Making the TARGET attribute of optional instead of required.

This would allow us to tag certain things, such as page numbers in tables of contents, appropriately, without committing us to linking.

Changing DTD for Proofing purposes

Source: email
Date: 6 May 2003
Keywords: DTD

One of Rina's books reminded me to point out to you that the dtd can help you find aberrations in the text for repair. It is perfectly permissible to make a copy in your working directory of the dtd (eebo2prf.dtd), give it a local name to avoid corrupting the main file (e.g. temp.dtd), make changes that will help you find problems, and reference this local dtd instead of the main one within your document by temporarily changing the DOCTYPE declaration into a SYSTEM (instead of a PUBLIC) one, e.g.

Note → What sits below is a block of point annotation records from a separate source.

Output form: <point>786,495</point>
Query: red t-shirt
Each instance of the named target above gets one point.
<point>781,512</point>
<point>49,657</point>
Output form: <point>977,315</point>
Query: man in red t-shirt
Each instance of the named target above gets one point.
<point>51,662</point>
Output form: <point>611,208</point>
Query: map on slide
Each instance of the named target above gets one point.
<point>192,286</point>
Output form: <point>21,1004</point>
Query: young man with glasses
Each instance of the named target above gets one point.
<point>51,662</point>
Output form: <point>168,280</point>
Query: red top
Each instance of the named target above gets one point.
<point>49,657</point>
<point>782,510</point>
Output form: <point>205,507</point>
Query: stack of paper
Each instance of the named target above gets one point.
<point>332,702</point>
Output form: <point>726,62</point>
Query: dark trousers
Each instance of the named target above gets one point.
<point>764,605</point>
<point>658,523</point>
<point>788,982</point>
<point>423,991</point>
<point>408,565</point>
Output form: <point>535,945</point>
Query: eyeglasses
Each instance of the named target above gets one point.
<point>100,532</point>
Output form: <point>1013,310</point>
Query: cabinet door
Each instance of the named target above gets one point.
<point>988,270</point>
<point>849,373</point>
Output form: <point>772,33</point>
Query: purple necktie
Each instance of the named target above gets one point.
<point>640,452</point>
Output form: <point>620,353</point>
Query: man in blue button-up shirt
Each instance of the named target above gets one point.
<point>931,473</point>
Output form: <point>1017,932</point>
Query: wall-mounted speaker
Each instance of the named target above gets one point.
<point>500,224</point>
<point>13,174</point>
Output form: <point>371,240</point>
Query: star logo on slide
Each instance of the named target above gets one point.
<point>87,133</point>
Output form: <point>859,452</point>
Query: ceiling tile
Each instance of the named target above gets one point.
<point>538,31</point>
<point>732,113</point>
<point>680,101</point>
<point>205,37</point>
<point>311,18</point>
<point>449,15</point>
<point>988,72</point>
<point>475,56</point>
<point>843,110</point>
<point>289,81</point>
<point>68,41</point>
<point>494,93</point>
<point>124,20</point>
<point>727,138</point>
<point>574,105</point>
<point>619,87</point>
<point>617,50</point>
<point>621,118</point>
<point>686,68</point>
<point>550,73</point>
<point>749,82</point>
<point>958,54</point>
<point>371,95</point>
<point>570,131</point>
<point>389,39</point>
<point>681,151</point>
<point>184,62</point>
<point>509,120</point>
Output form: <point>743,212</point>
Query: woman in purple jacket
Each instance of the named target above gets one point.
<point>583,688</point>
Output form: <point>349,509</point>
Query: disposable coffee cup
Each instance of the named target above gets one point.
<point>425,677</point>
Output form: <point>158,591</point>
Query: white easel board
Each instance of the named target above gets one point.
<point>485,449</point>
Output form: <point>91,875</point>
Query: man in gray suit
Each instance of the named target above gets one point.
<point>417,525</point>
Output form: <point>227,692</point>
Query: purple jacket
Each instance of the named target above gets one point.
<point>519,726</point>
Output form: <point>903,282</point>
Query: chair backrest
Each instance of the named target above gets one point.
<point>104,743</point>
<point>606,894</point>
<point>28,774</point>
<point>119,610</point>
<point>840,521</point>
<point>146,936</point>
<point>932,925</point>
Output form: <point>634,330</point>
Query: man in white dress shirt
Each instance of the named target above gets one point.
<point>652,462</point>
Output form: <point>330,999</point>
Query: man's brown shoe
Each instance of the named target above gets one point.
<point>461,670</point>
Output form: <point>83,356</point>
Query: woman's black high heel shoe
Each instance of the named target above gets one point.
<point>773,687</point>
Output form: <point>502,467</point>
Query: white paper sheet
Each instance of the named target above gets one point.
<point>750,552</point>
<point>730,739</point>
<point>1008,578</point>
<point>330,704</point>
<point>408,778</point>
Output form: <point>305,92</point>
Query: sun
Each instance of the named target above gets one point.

<!DOCTYPE ets SYSTEM "temp.dtd">

IN this case, PDCC was terminating some speeches at stage directions, and allowing the subsequent lines (<L>) of the speech to sit outside the <SP> tags--between speeches, simply within the <DIV>. By changing the local dtd to disallow L within DIV1 or DIV2, the validator would quickly find all the lines that so offended.

(Given our experience with the intransigence of XMetaL, this might be something safer tried only within the TextPad/NSGMLS editing duo.)

Muddled images

Source: email
Date: 28 June 2002
Filename: Ww3045a
Vid: 35932
Keywords: image set

Query The image set for this text is all mixed up. The title page is followed by pages 4 & 5, ie there are 2 pages missing. However, at the end of the text, the title page and first few pages are duplicated, including those that were missed first time round. Apex have inserted the missing pages in the correct position, with the correct PB REFs. At the end , therefore there are duplicate page gaps for each page except image 48, which now appears at the beginning of the text.

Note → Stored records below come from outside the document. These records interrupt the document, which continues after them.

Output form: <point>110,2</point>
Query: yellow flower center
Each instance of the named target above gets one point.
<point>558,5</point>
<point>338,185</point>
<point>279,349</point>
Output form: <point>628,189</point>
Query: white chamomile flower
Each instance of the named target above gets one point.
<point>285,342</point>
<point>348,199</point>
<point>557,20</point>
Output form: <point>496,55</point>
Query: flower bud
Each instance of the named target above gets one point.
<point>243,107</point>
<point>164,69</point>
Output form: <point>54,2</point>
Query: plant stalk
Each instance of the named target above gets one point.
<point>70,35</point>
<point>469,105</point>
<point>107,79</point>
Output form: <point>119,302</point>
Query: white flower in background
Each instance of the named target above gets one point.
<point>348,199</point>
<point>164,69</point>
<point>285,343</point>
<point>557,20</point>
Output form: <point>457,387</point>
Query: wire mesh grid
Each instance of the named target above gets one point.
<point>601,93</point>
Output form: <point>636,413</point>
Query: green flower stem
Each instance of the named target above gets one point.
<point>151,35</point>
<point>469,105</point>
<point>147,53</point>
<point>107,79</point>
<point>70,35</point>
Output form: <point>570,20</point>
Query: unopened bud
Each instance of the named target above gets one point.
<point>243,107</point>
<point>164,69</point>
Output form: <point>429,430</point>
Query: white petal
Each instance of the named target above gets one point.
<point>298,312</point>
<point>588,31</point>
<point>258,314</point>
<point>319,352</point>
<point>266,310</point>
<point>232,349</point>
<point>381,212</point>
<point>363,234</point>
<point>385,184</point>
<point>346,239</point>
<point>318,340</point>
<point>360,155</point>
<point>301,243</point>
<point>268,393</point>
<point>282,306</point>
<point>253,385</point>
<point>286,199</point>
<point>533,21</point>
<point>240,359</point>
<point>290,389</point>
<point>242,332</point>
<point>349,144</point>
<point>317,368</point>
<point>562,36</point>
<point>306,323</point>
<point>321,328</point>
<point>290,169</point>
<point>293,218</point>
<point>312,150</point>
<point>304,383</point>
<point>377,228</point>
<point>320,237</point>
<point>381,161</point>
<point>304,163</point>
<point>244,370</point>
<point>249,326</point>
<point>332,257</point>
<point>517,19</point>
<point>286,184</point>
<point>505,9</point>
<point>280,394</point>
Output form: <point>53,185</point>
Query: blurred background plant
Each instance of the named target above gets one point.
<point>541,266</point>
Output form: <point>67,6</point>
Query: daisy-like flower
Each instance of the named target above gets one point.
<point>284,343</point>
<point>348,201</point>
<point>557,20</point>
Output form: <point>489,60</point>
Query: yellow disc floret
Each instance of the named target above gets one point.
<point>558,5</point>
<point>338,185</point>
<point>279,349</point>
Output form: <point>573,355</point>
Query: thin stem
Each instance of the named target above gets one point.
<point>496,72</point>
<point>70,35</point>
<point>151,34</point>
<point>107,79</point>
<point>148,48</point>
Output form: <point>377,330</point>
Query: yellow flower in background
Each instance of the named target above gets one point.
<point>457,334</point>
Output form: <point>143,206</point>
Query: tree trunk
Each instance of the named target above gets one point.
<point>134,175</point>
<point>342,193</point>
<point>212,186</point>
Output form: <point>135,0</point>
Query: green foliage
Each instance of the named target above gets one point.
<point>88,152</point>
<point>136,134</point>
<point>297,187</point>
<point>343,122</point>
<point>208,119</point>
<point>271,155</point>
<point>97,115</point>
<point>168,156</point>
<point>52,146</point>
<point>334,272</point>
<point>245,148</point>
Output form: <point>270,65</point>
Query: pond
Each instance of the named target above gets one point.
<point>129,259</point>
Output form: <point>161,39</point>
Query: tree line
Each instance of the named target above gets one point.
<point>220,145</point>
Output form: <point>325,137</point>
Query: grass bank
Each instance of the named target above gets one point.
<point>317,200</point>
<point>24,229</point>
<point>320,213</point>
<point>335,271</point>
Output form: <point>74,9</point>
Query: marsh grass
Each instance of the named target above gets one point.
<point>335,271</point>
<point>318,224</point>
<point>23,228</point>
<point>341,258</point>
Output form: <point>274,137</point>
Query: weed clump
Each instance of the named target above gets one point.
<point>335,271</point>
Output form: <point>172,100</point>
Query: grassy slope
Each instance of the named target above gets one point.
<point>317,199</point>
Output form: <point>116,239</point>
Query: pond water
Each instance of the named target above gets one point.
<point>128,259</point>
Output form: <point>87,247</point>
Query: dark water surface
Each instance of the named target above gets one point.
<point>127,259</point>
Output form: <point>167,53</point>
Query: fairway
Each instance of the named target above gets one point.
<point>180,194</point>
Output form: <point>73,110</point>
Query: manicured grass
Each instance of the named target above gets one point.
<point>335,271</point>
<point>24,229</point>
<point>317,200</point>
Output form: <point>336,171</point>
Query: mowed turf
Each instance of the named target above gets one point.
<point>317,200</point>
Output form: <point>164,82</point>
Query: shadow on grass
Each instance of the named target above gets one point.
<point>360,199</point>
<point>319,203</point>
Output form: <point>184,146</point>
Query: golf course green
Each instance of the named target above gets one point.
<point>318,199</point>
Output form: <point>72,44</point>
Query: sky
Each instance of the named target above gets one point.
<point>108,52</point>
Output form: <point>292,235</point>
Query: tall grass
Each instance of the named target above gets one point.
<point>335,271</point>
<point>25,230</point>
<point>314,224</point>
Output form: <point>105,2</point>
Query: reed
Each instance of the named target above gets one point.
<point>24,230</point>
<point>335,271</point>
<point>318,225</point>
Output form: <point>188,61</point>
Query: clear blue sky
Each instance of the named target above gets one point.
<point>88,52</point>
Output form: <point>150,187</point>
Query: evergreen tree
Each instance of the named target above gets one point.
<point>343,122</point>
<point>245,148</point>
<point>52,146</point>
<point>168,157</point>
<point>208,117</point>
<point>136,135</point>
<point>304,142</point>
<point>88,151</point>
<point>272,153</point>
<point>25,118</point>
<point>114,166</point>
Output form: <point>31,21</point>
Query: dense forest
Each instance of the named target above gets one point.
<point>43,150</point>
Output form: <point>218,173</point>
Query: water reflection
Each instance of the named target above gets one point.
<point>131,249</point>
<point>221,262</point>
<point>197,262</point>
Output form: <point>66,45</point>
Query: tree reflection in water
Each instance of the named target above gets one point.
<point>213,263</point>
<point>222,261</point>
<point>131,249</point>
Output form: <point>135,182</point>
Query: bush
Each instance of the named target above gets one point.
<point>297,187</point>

The PBs are now a little jumbled but this seems more helpful than recording the data at the end, amongst the duplicate page gaps. Does this seem ok?

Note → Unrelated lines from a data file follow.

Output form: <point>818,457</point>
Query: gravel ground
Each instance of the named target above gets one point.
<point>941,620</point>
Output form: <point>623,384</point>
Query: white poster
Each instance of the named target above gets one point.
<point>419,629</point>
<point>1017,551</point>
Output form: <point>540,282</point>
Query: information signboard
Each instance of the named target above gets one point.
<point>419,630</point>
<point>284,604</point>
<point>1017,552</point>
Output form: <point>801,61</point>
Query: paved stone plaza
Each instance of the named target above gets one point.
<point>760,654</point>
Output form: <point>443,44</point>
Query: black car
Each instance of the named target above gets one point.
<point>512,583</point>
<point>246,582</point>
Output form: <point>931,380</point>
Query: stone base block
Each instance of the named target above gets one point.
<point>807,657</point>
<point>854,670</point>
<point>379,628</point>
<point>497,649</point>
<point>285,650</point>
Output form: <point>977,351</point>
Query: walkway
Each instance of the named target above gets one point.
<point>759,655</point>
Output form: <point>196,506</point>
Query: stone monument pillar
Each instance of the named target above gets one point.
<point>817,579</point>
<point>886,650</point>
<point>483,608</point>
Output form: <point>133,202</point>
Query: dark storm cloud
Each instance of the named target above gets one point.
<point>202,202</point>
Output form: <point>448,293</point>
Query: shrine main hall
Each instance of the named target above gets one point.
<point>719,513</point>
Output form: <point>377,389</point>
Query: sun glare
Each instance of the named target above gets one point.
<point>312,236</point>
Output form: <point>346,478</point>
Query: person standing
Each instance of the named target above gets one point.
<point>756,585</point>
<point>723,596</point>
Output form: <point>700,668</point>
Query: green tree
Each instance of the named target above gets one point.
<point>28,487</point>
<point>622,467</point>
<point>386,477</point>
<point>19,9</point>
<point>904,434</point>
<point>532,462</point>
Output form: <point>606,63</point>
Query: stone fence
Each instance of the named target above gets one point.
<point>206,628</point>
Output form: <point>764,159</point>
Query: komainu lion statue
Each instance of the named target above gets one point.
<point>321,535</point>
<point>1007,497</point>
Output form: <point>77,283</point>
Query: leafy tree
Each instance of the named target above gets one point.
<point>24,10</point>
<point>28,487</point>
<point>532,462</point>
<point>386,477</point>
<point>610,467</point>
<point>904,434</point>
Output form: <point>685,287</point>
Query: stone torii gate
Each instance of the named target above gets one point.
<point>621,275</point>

Answer Yes. I've always supposed that our aim is to represent, so far as the images allow, the BOOK--even at the risk of representing a slightly idealized, "as intended," form of the book. So yes, we should be free to rearrange page images, even pick and choose the best images if we are faced with sets of duplicates, so as to create a coherent book in the original, intended sequence. This will sometimes create strange <PB> sequences:

<PB REF="1" N="1"><PB REF="32" N="2"> <PB REF="3" N="3"> etc.

PDF with cropped images

Source: email
Date: 11 Apr 2002
Vid: 14740
Keywords: image set

Query Do the vendors see exactly the same image that we do? On this image they have twice supplied characters which are simply not present because of the page being cropped. Marginal note 2 they added an f to o$ pleasure and at the bottom they gave a number 1, "Silius Ita$: lib 1. Virtus loqui|tur". [etc.]

Answer Aggh and again aggh. It has been our assumption that we look at the same images as they do. They actually look at the raw image (tiff) files; we look at the tiffs "wrapped" on the fly into a pdf file. But the source is the same and the images should be the same. HOWEVER, looking at your page online (which is actually a gif file generated automatically from the underlying tiff) and comparing the downloaded pdf, the .pdf file markedly crops the image, at least on the right margin (!).

Looking at the right margin of the online gif (< tiff), for example, I can read:

Virtus hominis
proprium bonum.
Tacitus lib: 4.
[pdf cuts off in middle of last m]

1. Moderation
of anger.

2. Contempt of
pleasure.
[pdf cuts off at right edge of "o"]

3. Abstinence
from covet$
ousnes
[pdf cuts off just after the "t"]

Silius Ita$: lib 1
[pdf cuts off after "b"]

Virtus loqui-
tur
[pdf cuts off at beginning of hyphen]

I really dont know what the long-term implications of this are. One thing that is clear is that if the vendors are seeing characters at the edge that you think are guesses, the odds are that they are really there. You may want to check the online image to check. It is possible that we may have to end up using the raw tiffs to proof by, downloading them from UMI just as the vendors do. I hope not.